Le scrutin des régionales s'annonce très serré dans au moins six régions, dont trois emblématiques — Ile-de-France, Rhône-Alpes et Provence-Alpes-Côte-d'Azur — et l'une à forte valeur symbolique, Poitou-Charentes. Une grande incertitude pèse aussi sur les résultats en Bourgogne et Bretagne, que la gauche pense pouvoir faire basculer.
L'ILE DE FRANCE
Pour reconquérir l'Ile-de-France et PACA, perdues en 1998 et où la gauche ne dispose que d'une majorité relative, l'UMP a mobilisé deux ministres, Jean-François Copé et Renaud Muselier. Mais dans la région parisienne, les ambitions de l'UDF sont venues compliquer la tâche de M. Copé. Le porte-parole du gouvernement devra faire face à André Santini, maire UDF d'Issy-les-Moulineaux. Dans les sondages, les deux hommes sont au coude à coude, derrière le socialiste Jean-Paul Huchon, au premier tour. Au second, les instituts ont longtemps donné un léger avantage à André Santini. Mais tout récemment, un sondage a donné gagnant le président sortant du conseil régional, quel que soit son adversaire de droite, en cas de triangulaire avec le FN. Jean-Paul Huchon part toutefois handicapé par la désunion à gauche. La secrétaire nationale du PCF Marie-George Buffet conduit une liste « populaire et citoyenne », et Arlette Laguiller une liste LO-LCR.
PROVENCE CÔTE D'AZUR
La situation est plus claire pour la majorité gouvernementale en PACA. Renaud Muselier est parvenu fin janvier à mettre sur pied une liste d'union UMP-UDF dans une région où le FN, après les élections de 1998, comptait autant d'élus que la droite. Toutefois, compte tenu du nouveau mode de scrutin (prime majoritaire de 25 % des sièges à la liste arrivée en tête), le parti de Jean-Marie Le Pen, crédité régulièrement de 22 % des intentions de vote, ne devrait pas être en mesure de rééditer ce tour de force. A la tête d'une alliance de gauche au grand complet (PS-PCF-PRG-MRC-Verts), le président sortant de PACA fait campagne contre la « politique ultra-libérale » du gouvernement. Il redoute une forte abstention de la part d'électeurs « encore un peu plus dégoûtés de la politique » après le rejet de la candidature de Le Pen. Autre sujet de préoccupation, l'éparpillement des voix sur les douze listes en présence.
BRETAGNE
La gauche convoite aussi la Bretagne, où la majorité de droite ne tient qu'à un siège et où l'UDF fait cavalier seul.
POITOU-CHARENTE
En Poitou-Charente, fief électoral de Jean-Pierre Raffarin, la gauche est bien placée. Députée des Deux-Sèvres depuis 1988, Ségolène Royal table sur son enracinement et sa popularité pour battre la peu connue Élisabeth Morin.
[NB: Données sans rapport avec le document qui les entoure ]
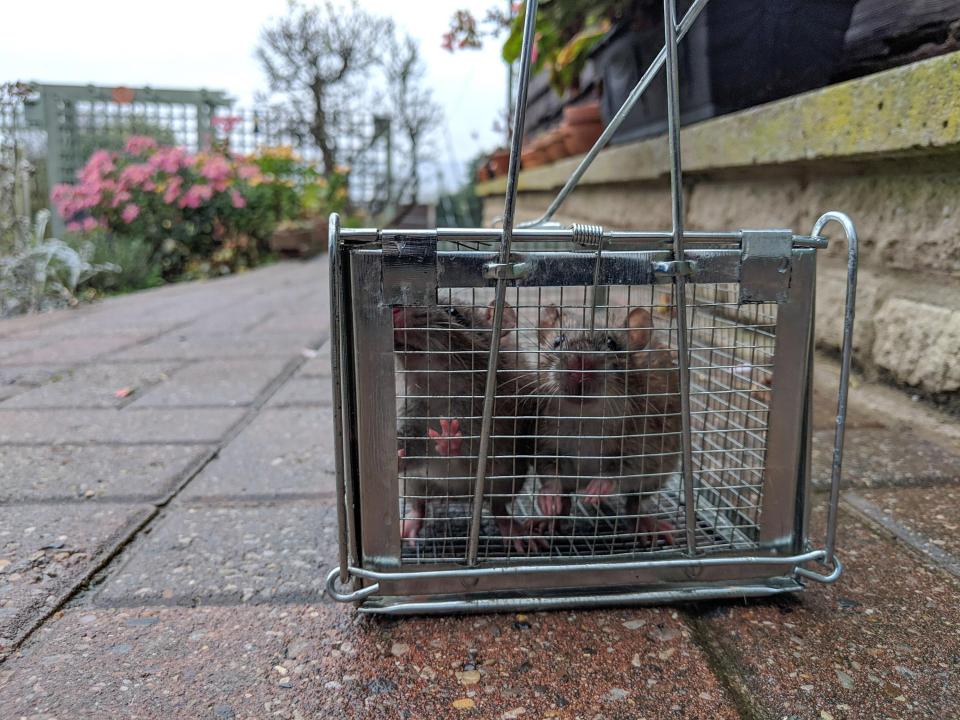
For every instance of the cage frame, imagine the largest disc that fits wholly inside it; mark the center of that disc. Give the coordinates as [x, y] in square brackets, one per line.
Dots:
[373, 270]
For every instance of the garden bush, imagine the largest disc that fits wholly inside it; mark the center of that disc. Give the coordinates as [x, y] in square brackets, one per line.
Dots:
[201, 214]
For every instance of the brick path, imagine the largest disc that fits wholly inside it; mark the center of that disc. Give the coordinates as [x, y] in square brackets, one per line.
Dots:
[162, 550]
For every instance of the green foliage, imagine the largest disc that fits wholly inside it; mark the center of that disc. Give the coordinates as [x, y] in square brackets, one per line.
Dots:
[135, 265]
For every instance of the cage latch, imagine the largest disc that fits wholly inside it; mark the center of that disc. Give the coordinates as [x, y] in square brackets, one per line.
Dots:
[409, 268]
[765, 265]
[506, 271]
[672, 268]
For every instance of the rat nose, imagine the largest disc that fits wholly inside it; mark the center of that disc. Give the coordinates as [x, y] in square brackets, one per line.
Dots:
[579, 367]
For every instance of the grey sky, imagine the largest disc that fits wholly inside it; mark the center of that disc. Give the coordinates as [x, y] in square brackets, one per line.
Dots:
[210, 43]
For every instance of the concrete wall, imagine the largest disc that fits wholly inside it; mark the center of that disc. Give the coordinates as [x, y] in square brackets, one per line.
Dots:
[896, 173]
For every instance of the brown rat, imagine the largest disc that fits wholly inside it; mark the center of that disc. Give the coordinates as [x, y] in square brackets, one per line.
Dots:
[608, 415]
[442, 357]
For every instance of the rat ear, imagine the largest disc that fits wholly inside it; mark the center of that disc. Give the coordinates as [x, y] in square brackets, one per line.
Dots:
[639, 328]
[509, 316]
[549, 319]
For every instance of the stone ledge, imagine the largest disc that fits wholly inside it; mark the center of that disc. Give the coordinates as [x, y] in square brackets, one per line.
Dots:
[913, 109]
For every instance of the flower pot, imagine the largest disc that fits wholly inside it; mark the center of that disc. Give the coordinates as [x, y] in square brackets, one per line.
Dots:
[577, 139]
[499, 162]
[301, 240]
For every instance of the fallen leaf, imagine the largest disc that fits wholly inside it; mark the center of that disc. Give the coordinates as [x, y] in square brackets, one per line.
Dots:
[468, 677]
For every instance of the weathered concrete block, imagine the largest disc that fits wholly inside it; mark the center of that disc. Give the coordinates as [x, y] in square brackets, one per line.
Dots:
[919, 343]
[831, 297]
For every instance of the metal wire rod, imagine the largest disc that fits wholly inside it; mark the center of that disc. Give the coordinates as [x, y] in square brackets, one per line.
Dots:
[695, 9]
[679, 281]
[846, 357]
[509, 207]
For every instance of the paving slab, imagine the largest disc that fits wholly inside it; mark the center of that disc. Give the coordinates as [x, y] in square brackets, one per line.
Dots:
[205, 346]
[75, 349]
[303, 391]
[101, 385]
[45, 550]
[214, 382]
[284, 450]
[878, 456]
[932, 512]
[884, 642]
[321, 661]
[93, 473]
[228, 554]
[130, 425]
Déjà, en 1998, Jean-Pierre Raffarin n'avait dû qu'au ralliement de deux élus CPNT de conserver son fauteuil.
RHÔNE-ALPES
En Rhône-Alpers, où les élections de 1998 avaient mené à une alliance entre Charles Millon et le Front National, puis à l'élection de l'UDF Anne-Marie Comparini, l'UMP qui a fait alliance avec l'UDF est au coude à coude avec la gauche, selon le dernier sondage. C'est une région très « ouverte ».
BOURGOGNE
En Bourgogne enfin, le chef de file de la gauche, François Patriat (PS), décidé à mettre fin au règne de Jean-Pierre Soisson, pourrait bénéficier de l'usure du pouvoir de son adversaire. D'autant que l'UDF François Sauvadet mène lui aussi campagne sur le besoin de « s'affranchir du système Soisson ».
On ne trouve depuis 1998 que deux femmes présidentes de région, l'UDF Anne-Marie Comparini en Rhône-Alpes (ici soutenue par Jean-Pierre Raffarin) et l'UMP Élisabeth Morin en Poitou-Charentes, à qui Jean-Pierre Raffarin a cédé la place en 2002 après avoir été nommé à Matignon.